そのようなパフォーマンスレベルになれば失望するか、とドイツの『Auto Motor und Sport(アウト・モートア・ウント・シュポルト)』に尋ねられたヒュルケンベルグは次のように答えた。
「そうなれば、間違った方向へ進むことになるね」
「F1は究極の存在でなければならないんだ」
「もし、4秒も遅くなることになれば、GP2のクルマとF1カーが非常に近づいてしまい、もはや両者の違いがはっきりしなくなるよ」
だが、昨年はザウバーでドライブしていたヒュルケンベルグは、そうした不安の根拠となるデータを持っていないことも認めている。というのも、彼はまだフォース・インディアのシミュレーターで2014年型車を体験していないからだ。
「フォース・インディアにもシミュレーターはあるよ。

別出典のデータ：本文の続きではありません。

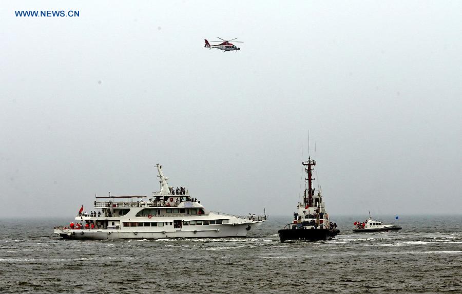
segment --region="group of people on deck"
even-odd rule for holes
[[[87,213],[87,212],[85,212],[83,214],[82,213],[79,214],[79,216],[84,216],[84,217],[88,216],[88,214]],[[98,213],[97,213],[97,212],[95,212],[95,211],[90,212],[90,216],[92,218],[100,217],[101,216],[101,212],[98,211]]]
[[[91,225],[90,225],[88,222],[85,223],[85,225],[83,225],[81,222],[74,224],[74,222],[71,222],[69,226],[70,227],[71,229],[94,229],[95,228],[94,224],[93,223],[91,223]]]
[[[169,187],[168,188],[170,189],[170,192],[172,195],[186,195],[186,188],[185,188],[184,187],[177,187],[176,189],[175,189],[173,187]]]

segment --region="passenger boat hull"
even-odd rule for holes
[[[219,227],[194,230],[175,229],[161,232],[139,230],[128,231],[118,229],[55,229],[56,236],[68,239],[106,240],[118,239],[164,239],[189,238],[225,238],[246,237],[252,227],[261,224],[254,222],[236,225],[221,225]]]
[[[354,228],[353,231],[355,233],[368,233],[377,232],[388,232],[389,230],[398,230],[402,228],[400,226],[394,225],[387,227],[372,228]]]
[[[339,233],[340,231],[338,229],[283,229],[278,231],[281,241],[288,240],[324,240],[332,238]]]

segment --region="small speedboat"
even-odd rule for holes
[[[353,224],[356,226],[353,231],[355,233],[366,233],[368,232],[388,232],[389,230],[398,230],[402,228],[400,226],[394,224],[384,224],[380,221],[374,220],[369,215],[369,219],[363,222],[355,222]]]

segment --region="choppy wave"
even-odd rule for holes
[[[294,283],[300,273],[306,275],[300,281],[321,292],[462,288],[456,279],[462,219],[445,220],[444,230],[433,228],[434,221],[415,219],[402,221],[398,232],[362,234],[351,232],[346,220],[336,221],[341,235],[314,242],[280,241],[276,232],[286,224],[282,219],[270,219],[247,238],[70,241],[52,236],[59,223],[30,229],[24,224],[4,225],[0,292],[292,292],[300,290],[302,282]],[[313,276],[317,270],[326,279]],[[380,275],[362,276],[372,272]],[[400,282],[382,275],[399,277]]]

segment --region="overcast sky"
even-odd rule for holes
[[[159,162],[207,208],[290,217],[309,130],[331,218],[460,213],[460,1],[0,8],[2,217],[150,195]]]

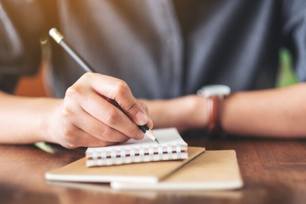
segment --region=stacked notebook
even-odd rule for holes
[[[145,136],[141,140],[131,139],[117,145],[88,148],[86,166],[109,166],[188,158],[187,144],[175,128],[156,130],[159,144]]]
[[[50,171],[46,173],[45,178],[54,181],[109,183],[111,188],[116,189],[185,191],[233,189],[242,186],[234,150],[205,151],[204,148],[195,147],[187,149],[187,144],[180,136],[177,138],[179,135],[176,129],[153,132],[161,147],[158,145],[153,147],[153,144],[145,145],[150,143],[145,140],[143,143],[131,141],[129,145],[125,143],[117,149],[114,149],[117,146],[88,148],[87,158]],[[178,144],[180,147],[177,147]],[[133,146],[133,150],[131,150],[130,145]],[[102,154],[103,157],[99,156]],[[183,159],[186,156],[187,159]],[[136,157],[139,159],[135,159]],[[127,164],[131,160],[153,161],[154,157],[160,161]],[[103,161],[103,159],[110,161]],[[115,165],[119,162],[125,164]],[[101,165],[105,165],[86,167]]]

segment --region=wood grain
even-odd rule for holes
[[[245,186],[225,192],[116,191],[107,184],[47,183],[44,173],[85,156],[85,148],[0,146],[2,204],[305,204],[306,140],[187,138],[208,150],[234,149]]]

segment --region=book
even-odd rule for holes
[[[131,163],[122,165],[87,168],[84,158],[62,167],[46,172],[48,181],[75,182],[113,181],[154,183],[205,151],[202,147],[190,147],[186,159],[154,162]]]
[[[175,128],[153,130],[159,141],[148,137],[104,147],[89,147],[86,152],[87,167],[109,166],[188,158],[188,145]]]
[[[159,182],[113,181],[116,190],[229,190],[243,185],[235,150],[206,151]]]

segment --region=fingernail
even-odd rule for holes
[[[136,136],[136,139],[141,139],[143,138],[143,137],[145,136],[145,134],[143,133],[143,132],[142,131],[141,131],[141,130],[139,131],[139,132],[138,133],[138,134],[137,134],[137,136]]]
[[[139,125],[144,125],[148,122],[148,118],[145,114],[140,111],[136,114],[136,119],[137,120]]]

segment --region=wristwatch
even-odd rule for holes
[[[211,133],[219,133],[220,113],[224,97],[231,92],[231,89],[225,85],[213,85],[202,87],[197,91],[198,95],[207,98],[207,130]]]

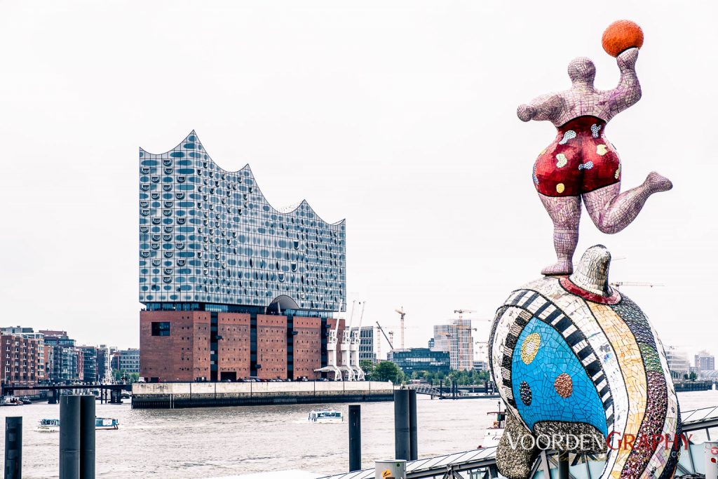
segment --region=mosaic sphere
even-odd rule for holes
[[[617,20],[604,31],[601,43],[606,53],[617,57],[629,48],[640,48],[643,45],[643,30],[630,20]]]
[[[678,396],[663,347],[638,305],[611,287],[610,259],[605,246],[589,248],[571,275],[530,282],[498,307],[489,362],[510,413],[505,434],[548,437],[554,449],[606,454],[600,479],[652,472],[671,477],[678,446],[625,452],[607,448],[612,433],[680,433]],[[572,437],[590,440],[569,445]],[[527,478],[535,452],[512,449],[502,440],[499,471]]]

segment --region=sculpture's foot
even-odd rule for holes
[[[561,259],[557,263],[541,270],[541,274],[546,274],[546,276],[562,276],[564,274],[571,274],[573,272],[573,263],[568,259]]]
[[[643,185],[648,187],[648,190],[651,193],[658,193],[661,191],[668,191],[673,187],[671,180],[664,176],[658,175],[656,172],[651,172],[645,177]]]

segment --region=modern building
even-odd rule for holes
[[[487,367],[486,365],[486,361],[475,361],[474,371],[480,373],[482,371],[488,371],[488,368]]]
[[[119,351],[119,370],[123,373],[139,373],[139,350],[123,349]]]
[[[83,356],[83,381],[95,383],[99,381],[97,368],[97,348],[95,346],[78,346]]]
[[[447,351],[432,350],[429,348],[394,350],[391,361],[409,376],[414,371],[446,373],[451,368]]]
[[[32,332],[32,330],[31,330]],[[22,386],[34,386],[38,377],[38,354],[42,343],[32,335],[0,332],[0,381]]]
[[[110,348],[104,344],[97,347],[97,375],[101,382],[112,381],[112,364]]]
[[[666,350],[666,361],[673,379],[683,379],[691,369],[691,364],[685,353],[675,346],[668,346]]]
[[[357,328],[353,327],[352,331]],[[374,350],[374,327],[362,326],[359,330],[359,361],[376,363],[376,351]]]
[[[55,383],[83,380],[84,363],[82,350],[75,345],[75,340],[67,337],[67,331],[41,330],[45,343],[52,349],[52,358],[47,370],[48,379]]]
[[[471,371],[474,368],[474,340],[471,320],[451,320],[449,324],[434,327],[434,350],[446,351],[451,358],[451,368]]]
[[[701,351],[694,358],[694,364],[696,372],[704,371],[714,371],[716,368],[716,358],[708,351]]]
[[[222,169],[194,131],[140,149],[139,213],[140,376],[297,378],[327,365],[346,306],[343,220],[306,201],[274,208],[248,165]]]

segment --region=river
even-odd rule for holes
[[[679,393],[684,411],[718,405],[718,391]],[[348,404],[333,404],[347,414]],[[417,403],[419,457],[474,449],[493,420],[496,399]],[[218,478],[271,470],[340,473],[349,462],[348,424],[312,424],[310,404],[191,409],[132,409],[97,404],[98,417],[119,419],[118,430],[97,431],[97,475],[102,478]],[[361,405],[365,468],[393,454],[393,404]],[[57,478],[57,433],[34,430],[59,406],[0,408],[23,417],[23,477]],[[4,436],[0,437],[4,450]]]

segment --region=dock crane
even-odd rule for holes
[[[379,330],[381,331],[381,334],[384,335],[384,338],[386,338],[386,342],[389,343],[389,350],[390,351],[393,351],[394,350],[394,345],[393,345],[391,343],[391,340],[390,340],[389,337],[386,335],[386,332],[384,332],[384,328],[383,328],[381,327],[381,325],[379,324],[378,321],[376,322],[376,325],[379,327]]]
[[[400,329],[400,330],[401,332],[401,350],[404,350],[404,316],[406,315],[406,313],[404,312],[404,306],[402,306],[401,307],[400,307],[398,310],[394,310],[394,311],[396,311],[396,312],[399,313],[399,315],[401,315],[401,325],[399,327],[399,329]]]
[[[344,325],[344,334],[342,335],[342,343],[340,350],[342,352],[342,364],[339,368],[347,373],[347,381],[354,381],[354,370],[351,367],[350,346],[352,342],[352,322],[354,321],[354,307],[356,299],[352,302],[352,311],[349,315],[349,324]]]
[[[364,371],[359,366],[359,345],[361,343],[361,323],[364,319],[365,301],[360,301],[361,312],[359,314],[359,326],[351,332],[351,342],[349,343],[349,367],[354,372],[356,381],[364,381]]]
[[[342,371],[337,367],[337,336],[339,332],[339,311],[337,311],[337,322],[334,329],[329,330],[327,337],[327,366],[314,369],[315,373],[334,373],[335,381],[342,381]]]

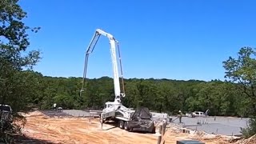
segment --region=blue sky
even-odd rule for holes
[[[125,78],[224,78],[222,61],[255,47],[256,1],[21,0],[25,22],[41,26],[28,50],[40,49],[35,70],[82,77],[86,49],[97,28],[120,42]],[[101,37],[89,78],[112,77],[109,42]]]

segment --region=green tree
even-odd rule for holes
[[[252,111],[252,118],[250,126],[242,129],[244,136],[250,137],[256,133],[256,51],[251,47],[242,47],[238,52],[238,58],[230,57],[228,60],[223,62],[224,68],[226,70],[226,78],[230,82],[236,83],[244,94],[250,99],[249,106],[251,109],[247,111]],[[245,101],[246,103],[246,101]]]
[[[2,0],[0,2],[0,102],[13,104],[14,112],[25,107],[27,102],[26,96],[29,94],[26,90],[30,87],[24,87],[24,83],[29,81],[22,70],[32,69],[40,59],[38,50],[26,50],[30,46],[28,30],[37,32],[39,28],[30,28],[23,23],[22,19],[26,17],[26,13],[18,2]],[[13,126],[8,129],[1,127],[1,138],[8,136],[4,134],[17,132],[14,131],[14,124],[3,122],[1,118],[0,126],[4,126],[3,123]]]
[[[254,115],[256,115],[256,51],[251,47],[242,47],[238,58],[230,57],[223,62],[226,70],[225,78],[238,83],[237,87],[250,98]]]

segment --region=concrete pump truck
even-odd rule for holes
[[[114,122],[118,124],[121,129],[125,129],[129,131],[143,131],[155,133],[155,125],[152,120],[152,114],[146,107],[137,108],[136,110],[129,109],[122,104],[121,98],[126,97],[123,74],[121,63],[121,54],[118,42],[114,38],[114,36],[109,33],[106,33],[100,29],[97,29],[86,53],[86,60],[84,66],[82,86],[80,91],[80,94],[85,90],[85,80],[87,72],[87,63],[89,54],[94,51],[95,45],[99,38],[102,35],[108,38],[110,45],[110,53],[112,60],[112,68],[114,74],[114,102],[106,102],[105,107],[100,113],[100,122],[102,123],[106,122]],[[122,85],[122,92],[120,88],[119,71],[118,66],[118,60],[116,56],[116,46],[118,50],[119,66],[121,68],[121,80]]]

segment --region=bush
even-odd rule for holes
[[[242,128],[241,133],[242,137],[248,138],[256,134],[256,118],[253,118],[249,120],[247,127]]]

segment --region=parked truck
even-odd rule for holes
[[[110,53],[112,60],[112,68],[114,74],[114,100],[113,102],[106,102],[105,107],[100,114],[101,122],[111,121],[118,124],[121,129],[125,129],[129,131],[144,131],[155,133],[154,122],[152,120],[152,114],[146,107],[138,108],[135,110],[127,108],[122,104],[122,98],[126,97],[124,79],[122,74],[121,54],[118,42],[114,36],[100,29],[97,29],[93,38],[91,39],[86,53],[86,60],[84,66],[84,73],[82,78],[82,86],[80,94],[85,90],[85,80],[87,72],[87,63],[90,54],[91,54],[97,44],[99,37],[102,35],[107,37],[110,45]],[[116,46],[118,47],[119,66],[121,71],[122,91],[120,86],[120,78],[118,60],[116,56]]]

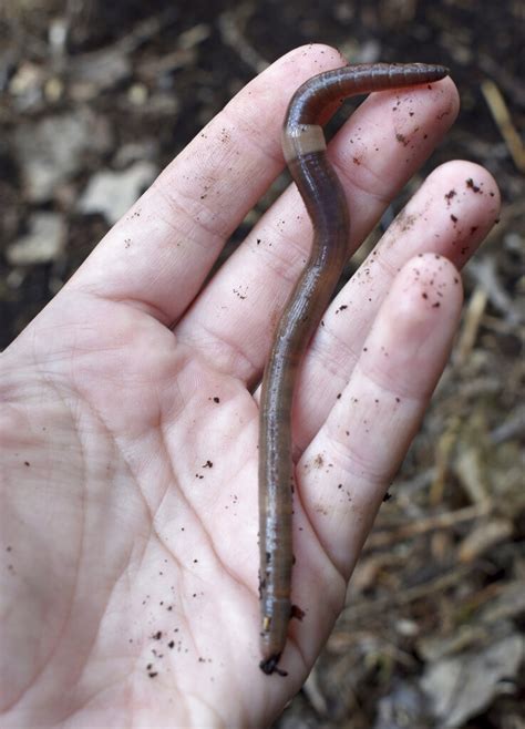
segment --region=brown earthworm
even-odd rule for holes
[[[437,81],[449,71],[423,63],[348,65],[320,73],[294,94],[285,117],[282,150],[313,224],[310,257],[275,331],[262,378],[259,434],[260,616],[259,664],[265,674],[286,675],[277,664],[291,605],[291,404],[302,356],[317,329],[347,259],[350,219],[344,191],[326,154],[319,124],[327,106],[353,94]]]

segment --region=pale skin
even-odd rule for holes
[[[2,355],[2,727],[264,727],[322,648],[498,215],[486,171],[443,165],[327,311],[294,411],[306,615],[265,676],[254,388],[311,239],[294,188],[202,287],[282,167],[292,91],[341,64],[298,49],[248,84]],[[445,79],[340,131],[351,250],[456,112]]]

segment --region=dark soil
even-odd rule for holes
[[[302,43],[337,45],[354,62],[450,66],[462,111],[423,174],[469,158],[502,191],[500,224],[465,271],[451,364],[383,504],[348,607],[281,729],[525,727],[523,655],[497,668],[501,653],[507,659],[524,645],[525,170],[523,143],[505,136],[487,103],[500,92],[495,107],[506,105],[509,125],[523,130],[524,16],[518,0],[0,4],[0,348],[107,229],[102,216],[75,208],[91,176],[125,166],[115,162],[123,150],[164,166],[239,88]],[[113,70],[82,84],[95,53]],[[103,133],[37,199],[17,135],[80,109],[102,120]],[[403,196],[391,214],[402,204]],[[43,263],[38,253],[13,263],[9,251],[34,213],[58,215],[65,246]],[[429,697],[443,699],[453,671],[457,690],[436,718]],[[485,700],[469,704],[469,691]]]

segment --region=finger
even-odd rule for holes
[[[470,162],[435,170],[390,226],[323,317],[300,372],[295,439],[302,451],[350,378],[364,339],[399,269],[435,251],[461,268],[500,213],[492,176]],[[318,393],[323,397],[319,398]]]
[[[342,63],[333,49],[301,48],[251,81],[110,230],[69,287],[136,302],[164,321],[179,317],[282,168],[280,126],[291,93]]]
[[[461,304],[460,275],[446,258],[411,259],[297,465],[302,509],[347,578],[444,368]]]
[[[351,250],[442,138],[456,110],[450,79],[372,94],[333,140],[329,156],[347,191]],[[311,237],[305,206],[291,186],[206,287],[178,336],[205,343],[214,367],[248,382],[257,379]]]

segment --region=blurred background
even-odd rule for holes
[[[525,727],[524,21],[519,0],[0,0],[0,349],[198,130],[302,43],[444,63],[460,88],[457,123],[382,225],[447,160],[502,189],[431,410],[276,728]]]

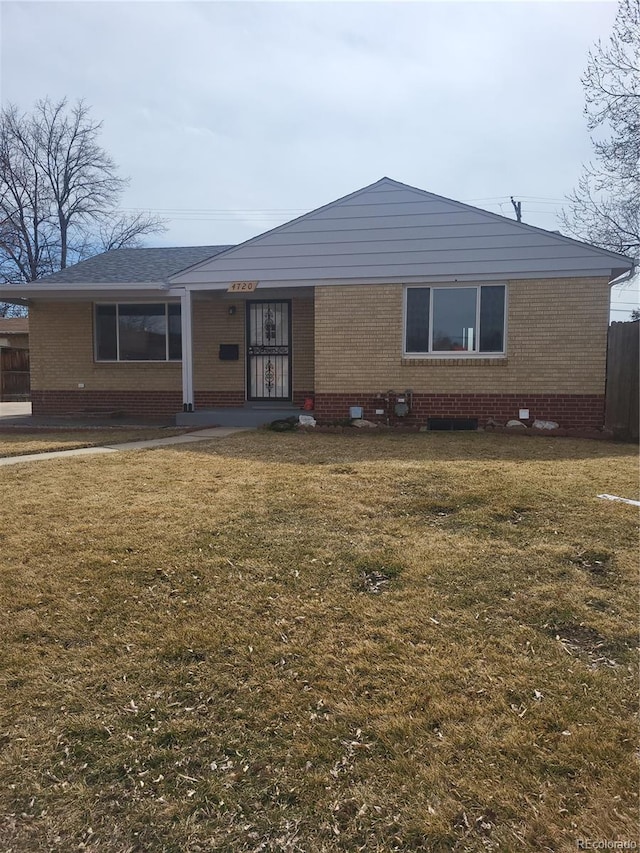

でも、ソフトウエアやモデルがまだ2014年用になっていないんだ。だから、それを使ってテストしても意味がないんだ」
そう語ったヒュルケンベルグは、次のように付け加えた。
「僕たちはまだ様子見の段階だね」
しかし、ヒュルケンベルグは少なくともフォース・インディアの新車であるVJM07は目にしている。だが、それについてどう考えればよいかはまだよく分からないと、次のように語った。
「当然ながら、幅の狭くなったフロントウイングや独特のノーズは見た目にはちょっと変な感じだよ。あまりカッコよくはないね」
昨年は、フェラーリやマクラーレン、そしてロータスへの移籍のうわさがささやかれたこともあるヒュルケンベルグだが、今年は大規模チームが小規模なライバルチームに対してアドバンテージを持つことになるだろうと考えているようだ。
「これまでのシーズンよりも、もっと自由になるからね」
「大規模チームは予算も大きいから、開発スピードにおいて有利になるんだ」
そう語ったヒュルケンベルグは、さらに次のように続けた。
「でも、新しいルールによって、小規模チームにとってもほかのチームよりもうまくやれるチャンスも出てくるんだ。2009年のブラウンGPを考えてみれば分かるだろう」
「その反面、まずい方向へ進んでしまうことだってある。どちらも可能性があるんだ」とヒュルケンベルグは結んでいる。